Zakończyło się spotkanie premiera Mateusza Morawieckiego i ministra zdrowia Adama Niedzielskiego z przedstawicielami klubów parlamentarnych oraz członkami Rady Medycznej (specjalistami z zakresu epidemiologii, wirusologii oraz zdrowia publicznego) - poinformował na Twitterze rzecznik rządu Piotr Müller.
"Przedstawiono dalsze etapy działań w obszarze służby zdrowia w walce z epidemią. W spotkaniu wzięli udział eksperci wskazani przez PSL, posłowie Konfederacji oraz PiS. Koalicja Obywatelska i Lewica odmówiły udziału w spotkaniu z ekspertami Rady Medycznej i przedstawicielami rządu" - napisał.
Szef PO Borys Budka mówił na konferencji prasowej o przyczynach swojej decyzji:
Nie ma zgody na to, by brać udział w kolejnych oszustwach, nie mamy zamiaru brać udziału w kolejnych zagrywkach propagandowych. Od samego początku pandemii ten rząd oszukuje społeczeństwo. Tak było w marcu, gdy rząd mówił, że jest gotowy na pandemię, tak było i później, gdy sprowadzano pod publikę wielkim Antonowem maseczki bez atestów, gdy ściągano sprzęt, zapewniano nas o respiratorach, że będą, podczas gdy były kupowane od handlarzy bronią, tak jest i teraz.

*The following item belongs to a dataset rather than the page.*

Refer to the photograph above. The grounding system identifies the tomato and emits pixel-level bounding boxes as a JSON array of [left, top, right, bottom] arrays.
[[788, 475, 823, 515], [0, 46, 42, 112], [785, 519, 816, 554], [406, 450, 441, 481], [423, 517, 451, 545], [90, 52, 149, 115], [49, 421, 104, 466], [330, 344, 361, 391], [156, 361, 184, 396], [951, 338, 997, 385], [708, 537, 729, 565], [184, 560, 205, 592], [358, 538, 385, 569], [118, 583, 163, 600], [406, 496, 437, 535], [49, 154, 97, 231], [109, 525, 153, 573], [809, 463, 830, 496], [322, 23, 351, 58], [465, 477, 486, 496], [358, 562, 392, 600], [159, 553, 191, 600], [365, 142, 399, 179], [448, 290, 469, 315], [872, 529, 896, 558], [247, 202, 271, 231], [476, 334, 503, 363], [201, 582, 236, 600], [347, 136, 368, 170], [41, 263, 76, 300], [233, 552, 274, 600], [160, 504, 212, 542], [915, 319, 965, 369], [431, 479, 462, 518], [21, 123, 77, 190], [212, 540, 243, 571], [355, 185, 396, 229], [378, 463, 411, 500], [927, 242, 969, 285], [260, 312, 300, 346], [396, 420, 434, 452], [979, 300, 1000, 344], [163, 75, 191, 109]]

Również jeden z liderów Lewicy wicemarszałek Włodzimierz Czarzasty wyjaśniał, dlaczego jego klub nie pojawi się na spotkaniu z Morawieckim. Powiedział m.in., że wraz z Robertem Biedroniem i Adrianem Zandbergiem wystosowali do premiera list, w którym poinformowali go, że warunkiem jakichkolwiek spotkań z obozem rządowym jest wycofanie skrajnie prawicowych bojówek z ulic, publiczna deklaracja na temat wstrzymania represji wobec protestujących kobiet i represji wobec uczelni, które zapowiadał minister Czarnek.
Nie udam się na spotkanie do pana premiera, gdyż nie chcę wysłuchać obietnic, które nigdy nie zostaną zrealizowane. Nie udam się na spotkanie do pana premiera, gdyż nie będę paprotką, która będzie służyła do rozmycia jakiejkolwiek odpowiedzialności
- cytuje Czarzastego TVN24. - Zapraszasz nas jednego dnia, a poprzedniego dnia w Sejmie nas obrażasz i twój zastępca, pan Kaczyński nas obraża. Jaki to ma sens? - zwrócił się do Morawieckiego. Ocenił, że PiS "poukłada sobie, co ma do poukładania, albo niech sobie radzi z tym sam". - My chętnie pomożemy wszystkim obywatelkom i obywatelom, ale musimy mieć wiarygodnego partnera, a nie kłamczucha - dodał.